When entering the Centro, even the most expert scholar will feel for a moment as though he is in a temple of philology, overseen by the portrait of its founder. Nowadays, many PhD theses are being written on the most relevant materials of the archive, which is also visited by foreign scholars. And despite shortages in both economic resources and space, the acquisitions continue. Recently the poet and anglicist Franco Buffoni has taken care of transferring his literary papers, his letters and part of his collection of books to the archive. Thanks to many exhibitions and conventions, but also through the restart of the journal Autografo (issues 45-47, published by Interlinea) in 2011, which was founded by Maria Corti in 1985, the current director Maria Antonietta Grignani has managed to draw attention to the importance of the archival work in general, and in particular to the papers of Alfredo Giuliani, acquired in 2009; through his correspondences with the poets Edoardo Sanguineti, Antonio Porta, Nanni Balestrini and Elio Pagliarani, it is possible to reconstruct the genesis of the anthology I Novissimi, so far rather unknown. Also of interest are the diaries, manuscripts and letters of Ottiero Ottieri, one of the most attentive observers of the Italian industrial world in the fifties and seventies. In the near future, the Fondo’s challenge is that of facilitating and improving the digital availability of core parts of the archive, for which they have established the project ‘PAD’ (Pavia Digital Archives).
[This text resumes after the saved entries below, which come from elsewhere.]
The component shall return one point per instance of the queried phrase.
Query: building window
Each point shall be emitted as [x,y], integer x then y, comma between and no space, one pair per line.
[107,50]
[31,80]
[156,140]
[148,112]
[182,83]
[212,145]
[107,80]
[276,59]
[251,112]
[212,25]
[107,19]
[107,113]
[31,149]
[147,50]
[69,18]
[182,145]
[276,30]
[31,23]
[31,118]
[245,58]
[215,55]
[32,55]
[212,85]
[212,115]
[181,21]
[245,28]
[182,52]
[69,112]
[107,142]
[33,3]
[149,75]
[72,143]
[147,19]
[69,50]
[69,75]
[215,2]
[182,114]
Today, the uniqueness of the Fondo lies in its capacity to stand the test of time and to keep alive an utmost respect for literary papers, which is essential in discovering precious fragments of cultural memory that should be preserved.
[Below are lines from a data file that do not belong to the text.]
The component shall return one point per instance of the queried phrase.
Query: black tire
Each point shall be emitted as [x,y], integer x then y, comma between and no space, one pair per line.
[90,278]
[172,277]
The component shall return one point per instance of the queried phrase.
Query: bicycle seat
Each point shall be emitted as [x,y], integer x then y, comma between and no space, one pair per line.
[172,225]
 M. Corti, Ombre dal fondo (Turin: Einaudi), 1997.
 N. Trotta, Gli archivi letterari del Novecento. L’esperienza del Fondo manoscritti di autori moderni e contemporanei dell’Università di Pavia, in Storia d’Italia nel secolo ventesimo. Strumenti e fonti. III Le fonti documentarie (C. Pavone, Ministero per i beni e le attività culturali, 2006), p. 723.
 Ibid., p. 723.
 On the problems and nature of nineteenth-century literary archives see M. A. Grignani, I manoscritti d’autore: un bene monetizzabile?, paper given at the conference Il valore del libro. Tra prodotto culturale, oggetto di mercato e bene da tutelare, organised by the Soprintendenza ai Beni Culturali, 22 September 2011, library ‘Sormani’ in Milan (http://www.cultura.regione.lombardia.it); Ead., Un’altra storia. Lampi dal Fondo Manoscritti di Pavia, paper given at the XII International Conference of the MOD: Memoria della modernità. Archivi ideali e archivi reali, Naples, 7-10 June 2011 (in Autografo 48); and Ead., Notizie da un mondo di carta, paper given at the Conference in Ferrara, 30 March 2012, Salone internazionale dell’arte del restauro: Lettere, diari e memorie, currently in print.
Anna Antonello received her doctorate in Modern Philology from the Ludwig-Maximilians University of Munich, in cotutelle with the University of Pavia. Her PhD thesis, published in December 2012 (La rivista come agente letterario tra Italia e Germania 1921-1944, Pacini editore), focuses on literary journals that acted as literary agents between the Italian and the German cultural scene during World War I and World War II. At the Centro Manoscritti she held responsibilities for cataloguing literary papers. She is involved in the Leverhulme ‘Diasporic Literary Archives’ network.